The events of 9-11 caused the US military to deploy across the globe in support of the Global War on Terror (GWoT) with the assurance it would receive the resources needed to fulfill those operations. As a subordinate arm of the government, the US military is entrusted to prosecute the policies of its civilian leadership provided they receive the required resources to do so. As this thesis demonstrates however, the military is struggling to reconcile how to deliver the goals of its civilian administration when it simultaneously fails to receive the resources needed to meet their demands.
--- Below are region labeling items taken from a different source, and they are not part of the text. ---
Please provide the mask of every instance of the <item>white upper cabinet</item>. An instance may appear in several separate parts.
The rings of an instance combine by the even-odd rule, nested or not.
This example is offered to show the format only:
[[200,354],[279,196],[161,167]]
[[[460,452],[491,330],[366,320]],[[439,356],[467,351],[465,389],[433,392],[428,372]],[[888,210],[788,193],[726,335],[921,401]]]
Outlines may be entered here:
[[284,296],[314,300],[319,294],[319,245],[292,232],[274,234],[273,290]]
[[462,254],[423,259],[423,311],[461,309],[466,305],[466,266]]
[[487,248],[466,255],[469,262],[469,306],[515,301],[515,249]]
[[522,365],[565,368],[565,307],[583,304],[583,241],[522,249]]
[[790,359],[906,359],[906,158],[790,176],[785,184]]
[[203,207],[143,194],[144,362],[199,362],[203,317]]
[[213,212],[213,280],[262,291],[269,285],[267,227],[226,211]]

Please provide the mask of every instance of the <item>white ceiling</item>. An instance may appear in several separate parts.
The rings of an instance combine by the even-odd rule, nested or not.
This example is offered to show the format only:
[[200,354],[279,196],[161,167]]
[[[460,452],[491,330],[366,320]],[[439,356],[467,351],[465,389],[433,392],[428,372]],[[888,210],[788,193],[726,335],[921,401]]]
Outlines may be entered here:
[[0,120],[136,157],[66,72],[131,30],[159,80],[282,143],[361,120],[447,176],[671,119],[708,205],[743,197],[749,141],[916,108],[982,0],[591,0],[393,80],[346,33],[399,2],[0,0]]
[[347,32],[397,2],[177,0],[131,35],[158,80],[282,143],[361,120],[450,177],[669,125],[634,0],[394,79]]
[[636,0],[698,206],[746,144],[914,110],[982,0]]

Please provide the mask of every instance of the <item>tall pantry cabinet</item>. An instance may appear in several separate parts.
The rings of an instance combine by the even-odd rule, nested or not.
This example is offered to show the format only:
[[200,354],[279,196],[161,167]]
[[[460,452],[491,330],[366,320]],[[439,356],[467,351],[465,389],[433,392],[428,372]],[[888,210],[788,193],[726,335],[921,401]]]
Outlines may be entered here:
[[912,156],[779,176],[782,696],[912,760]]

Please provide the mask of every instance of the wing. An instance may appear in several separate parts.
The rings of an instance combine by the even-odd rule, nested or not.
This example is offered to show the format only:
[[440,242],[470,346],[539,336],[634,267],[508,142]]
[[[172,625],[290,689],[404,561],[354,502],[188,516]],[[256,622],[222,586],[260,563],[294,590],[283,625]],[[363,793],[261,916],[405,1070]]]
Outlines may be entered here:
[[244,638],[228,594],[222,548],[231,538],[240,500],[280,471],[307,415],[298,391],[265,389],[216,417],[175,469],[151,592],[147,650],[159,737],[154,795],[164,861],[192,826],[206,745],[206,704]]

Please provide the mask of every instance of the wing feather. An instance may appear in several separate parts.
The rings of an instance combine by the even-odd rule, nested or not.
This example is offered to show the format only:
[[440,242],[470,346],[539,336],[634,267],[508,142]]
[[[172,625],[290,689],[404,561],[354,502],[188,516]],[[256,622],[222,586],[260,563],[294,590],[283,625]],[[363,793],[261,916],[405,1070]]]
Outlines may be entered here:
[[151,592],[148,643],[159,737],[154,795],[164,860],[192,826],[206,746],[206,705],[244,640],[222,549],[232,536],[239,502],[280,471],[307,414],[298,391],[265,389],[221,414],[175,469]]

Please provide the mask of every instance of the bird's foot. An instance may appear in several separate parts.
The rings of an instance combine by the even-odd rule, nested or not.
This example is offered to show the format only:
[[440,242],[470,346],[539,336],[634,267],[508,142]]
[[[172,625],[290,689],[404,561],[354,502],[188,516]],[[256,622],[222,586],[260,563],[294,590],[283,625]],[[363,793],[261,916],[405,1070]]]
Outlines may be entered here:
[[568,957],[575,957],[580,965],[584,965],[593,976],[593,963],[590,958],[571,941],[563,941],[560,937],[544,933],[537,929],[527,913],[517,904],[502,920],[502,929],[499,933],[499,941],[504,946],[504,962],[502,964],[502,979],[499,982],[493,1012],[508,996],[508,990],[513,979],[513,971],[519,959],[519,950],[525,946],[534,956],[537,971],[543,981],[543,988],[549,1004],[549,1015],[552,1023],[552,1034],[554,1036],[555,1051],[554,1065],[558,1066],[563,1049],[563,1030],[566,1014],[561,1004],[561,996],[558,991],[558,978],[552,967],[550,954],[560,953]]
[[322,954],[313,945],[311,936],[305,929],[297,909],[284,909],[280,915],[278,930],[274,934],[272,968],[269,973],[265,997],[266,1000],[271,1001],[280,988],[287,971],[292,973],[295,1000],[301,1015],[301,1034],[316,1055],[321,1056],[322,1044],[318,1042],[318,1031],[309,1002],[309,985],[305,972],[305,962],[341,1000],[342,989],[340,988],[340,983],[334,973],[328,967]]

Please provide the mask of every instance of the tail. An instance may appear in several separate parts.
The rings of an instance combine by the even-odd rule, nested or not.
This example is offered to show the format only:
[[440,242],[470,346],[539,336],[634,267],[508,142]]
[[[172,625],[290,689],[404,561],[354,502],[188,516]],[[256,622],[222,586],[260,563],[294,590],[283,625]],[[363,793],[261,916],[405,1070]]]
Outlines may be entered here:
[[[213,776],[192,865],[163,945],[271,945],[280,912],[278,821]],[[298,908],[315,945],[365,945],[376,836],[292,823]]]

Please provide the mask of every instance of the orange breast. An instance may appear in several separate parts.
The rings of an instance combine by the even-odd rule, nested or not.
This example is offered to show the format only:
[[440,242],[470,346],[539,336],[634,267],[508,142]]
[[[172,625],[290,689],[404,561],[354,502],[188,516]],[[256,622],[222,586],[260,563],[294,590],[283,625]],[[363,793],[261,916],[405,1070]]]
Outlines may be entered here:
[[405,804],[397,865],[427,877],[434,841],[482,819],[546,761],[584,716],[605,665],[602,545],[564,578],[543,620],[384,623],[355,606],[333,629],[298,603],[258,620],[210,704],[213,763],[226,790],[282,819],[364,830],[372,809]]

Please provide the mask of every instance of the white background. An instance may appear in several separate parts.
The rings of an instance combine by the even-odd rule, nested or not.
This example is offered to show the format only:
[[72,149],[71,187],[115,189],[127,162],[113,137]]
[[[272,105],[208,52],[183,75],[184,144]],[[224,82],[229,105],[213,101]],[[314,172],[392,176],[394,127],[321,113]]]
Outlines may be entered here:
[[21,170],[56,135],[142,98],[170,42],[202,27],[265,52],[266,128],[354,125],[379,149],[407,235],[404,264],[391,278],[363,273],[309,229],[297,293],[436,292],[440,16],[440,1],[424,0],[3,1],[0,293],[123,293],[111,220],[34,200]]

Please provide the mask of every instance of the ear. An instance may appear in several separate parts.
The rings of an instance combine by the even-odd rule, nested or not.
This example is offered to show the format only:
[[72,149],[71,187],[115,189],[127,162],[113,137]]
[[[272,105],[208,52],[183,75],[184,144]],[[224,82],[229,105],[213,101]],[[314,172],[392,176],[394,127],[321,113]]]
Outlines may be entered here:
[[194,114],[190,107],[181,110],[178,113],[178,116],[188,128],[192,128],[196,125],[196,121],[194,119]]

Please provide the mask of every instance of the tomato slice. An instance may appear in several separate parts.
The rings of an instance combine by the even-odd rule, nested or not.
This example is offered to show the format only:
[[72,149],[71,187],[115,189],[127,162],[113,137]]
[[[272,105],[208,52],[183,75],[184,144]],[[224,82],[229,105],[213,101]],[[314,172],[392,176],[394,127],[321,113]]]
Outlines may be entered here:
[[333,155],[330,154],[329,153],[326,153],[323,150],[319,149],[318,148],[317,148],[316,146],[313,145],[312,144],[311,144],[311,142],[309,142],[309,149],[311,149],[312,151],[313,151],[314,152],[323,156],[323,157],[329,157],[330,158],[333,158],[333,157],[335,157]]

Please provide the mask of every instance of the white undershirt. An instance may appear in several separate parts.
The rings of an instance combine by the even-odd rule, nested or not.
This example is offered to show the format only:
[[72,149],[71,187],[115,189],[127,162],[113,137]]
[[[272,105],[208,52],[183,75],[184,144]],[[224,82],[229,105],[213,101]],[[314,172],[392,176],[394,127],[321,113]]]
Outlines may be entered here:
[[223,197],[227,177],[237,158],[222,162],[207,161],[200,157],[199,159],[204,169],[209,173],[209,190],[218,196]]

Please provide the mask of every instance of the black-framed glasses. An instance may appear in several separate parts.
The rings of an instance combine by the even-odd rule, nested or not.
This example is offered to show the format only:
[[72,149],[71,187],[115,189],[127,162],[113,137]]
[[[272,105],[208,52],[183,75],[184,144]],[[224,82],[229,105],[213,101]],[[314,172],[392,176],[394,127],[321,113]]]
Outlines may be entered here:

The Department of Defense (DoD) is experiencing a stark increase in its deployments and combat operations. Unprecedented 'peacetime' use of Reserve and Guard forces and remarkable DoD personnel policies have stretched the military thin. Despite substantial military budget increases, the military fails to receive adequate funding for combat operations. Meanwhile, soldiers fail to receive the appropriate equipment needed to fight the emerging threats of the GWoT. The military continues to thin many of its own operations, increase the stress on its members, and over-work its equipment in order to meet the needs of its civilian government.

Three solutions exist: maintain the status quo, reduce the scope of the GWoT, or begin military funding on par with past wartime budgets. The status quo produced an overstretched/underfunded military. Threats to US security can not support a reduced GWoT. Therefore, the US should increase DoD end strength, increase GWoT funding, and accelerate weapons research and procurement.